Mlliyet Milliyet Blog Milliyet Blog
 
Facebook Connect
Blog Kategorileri
 

07 Mart '16

 
Kategori
Deneme
 

Mesudiye' ye Deccal gelir mi?

Babam, bazen anlatır;
16-17 yaşlarında gelmiş İstanbul’a.
...
Kuştepe’de otururken, Orhan Amcam babamı, Hacı Osman Akfırat Efendi Hazretleri’nin vaazlarına götürürmüş. Hacı Osman Efendi nerede vaaz verecek oradalar. Beykoz ise Beykoz, İstinye ise, İstinye !
Babam, Hacı Osman Efendi için;
“ Her vaazı, her nasihatı, hemen o günden itibaren hayatımıza girer ve tatbik etmeye başlardık. Artık öyle bir hâle gelmiştik ki; sokağın başından bir kadın çıkar da ona bakarız diye, başımız öne eğik yürürdük. Hem de o delikanlı yaşlarda nasıl etkilemişse mübarek; kendimizi derin bir takva içinde hissederdik. Bu yaşımıza kadar geldik ve hâlâ etkisindeyiz. Din konusunda, ne çok ileri gittik, ne de geri kaldık.” der…
Her sene babamın arabası ile köy yollarına düştüğümüzde, babamın uzun uzun anılarını dinlerim. Oniki saatlik yol, bundan daha değerli geçmez benim için. Aynı hayat hikayeleri defalarca tekrarlanır. İlk kez anlatıyormuş gibi sessizce kulak veririm.
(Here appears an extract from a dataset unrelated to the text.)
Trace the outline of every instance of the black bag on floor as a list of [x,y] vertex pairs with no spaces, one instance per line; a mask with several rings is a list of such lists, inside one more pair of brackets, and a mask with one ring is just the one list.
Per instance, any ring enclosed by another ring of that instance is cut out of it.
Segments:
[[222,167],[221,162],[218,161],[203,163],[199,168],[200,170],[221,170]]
Babamın sohbeti iyidir, yolu kısaltır, uyuklamama fırsat vermez.
Babam, o yaşlarda iken Hacı Osman Efendi’den ne dinlediyse ne öğrendiyse, önüne gelene anlatmaya başlamış. Fıkıh konularından tut ta, peygamberimizin yaşamına kadar, itikattan ibadete, devamlı anlatma isteği dinden-diyanetten… “ Gençlik te var tabi, yılmadan bıkmadan anlatırdık” diyor.
Hikaye, yazın köye gitmesi ile başlar…
Her yaz, bağa-bostana yardım etmek için, köye gidermiş. Köyde olduğu bir yaz, Hasan Amcam ile ekinden dönmüşler. O zamanlar elektrik yok, gaz lambaları var. Onu da çok kısık yakıyorlar gaz bitmesin diye. Yokluk zamanı… 
Ocağı yakmışlar, akşam yemeği yemişler, çaylarını içmişler, sohbete başlamışlar. Babam yine başlamış dinden diyanetten anlatmaya. Ateş sönmesin diye arada bi odun atıyorlar. Oda karanlık. Odunların ateşi ancak aydınlatıyor. Babam derin derin anlatmaya devam, amcam yorgun argın… Tarlada zaten haşatı çıkmış, İsteksiz isteksiz dinliyo... 
Babamın da susacağı yok, anlatıyo da anlatıyo, bitecek gibi değil.
Dönmüş dolaşmış kıyamet alametlerine gelmiş;
-Doğudan bir ateş çıkacak, insanları batıya sürecek… 
-Ye’cüc – Me’cüc çıkacak, ortalık fitne fesad kaynayacak… 
-Hz. İsa Gökten inecek… 
-Deccal çıkacak bütün dünyayı dolaşacak…
Amcam sedire uzanmış, uyuklayıp duruyo. Ne kadar bıktıysa artık, bir ara başını kaldırmış;
“ Ula oğlum kaç get yat, bura ne memleket, buraya Deccal gelir mi, hükümetin haberi yok bizden ! demiş…
Bir anda hayatın gerçekleri ile baş başa kalmış babam. 
Tek derdi ekmek olan amcama, ‘DECCAL’ par’eder mi? 
Babamın kafası ancak ‘dank’ etmiş, yaptığı cahilliğin farkına varmış.
Annemin güzel bir lafı vardır; 
“ Camii ne kadar büyük olursa olsun, imam bildiğini okur” 
Beni okudunuz, teşekkürler…
Recai Nurcan
07 Mart 2016 PAZARTESİ
 
 
Toplam blog
: 15
: 457
Kayıt tarihi
: 19.09.07
 
 

İnsan kendini nasıl anlatır; " İstanbul'da doğdum" diye başlayayım. Anı-deneme türünden, gündelik..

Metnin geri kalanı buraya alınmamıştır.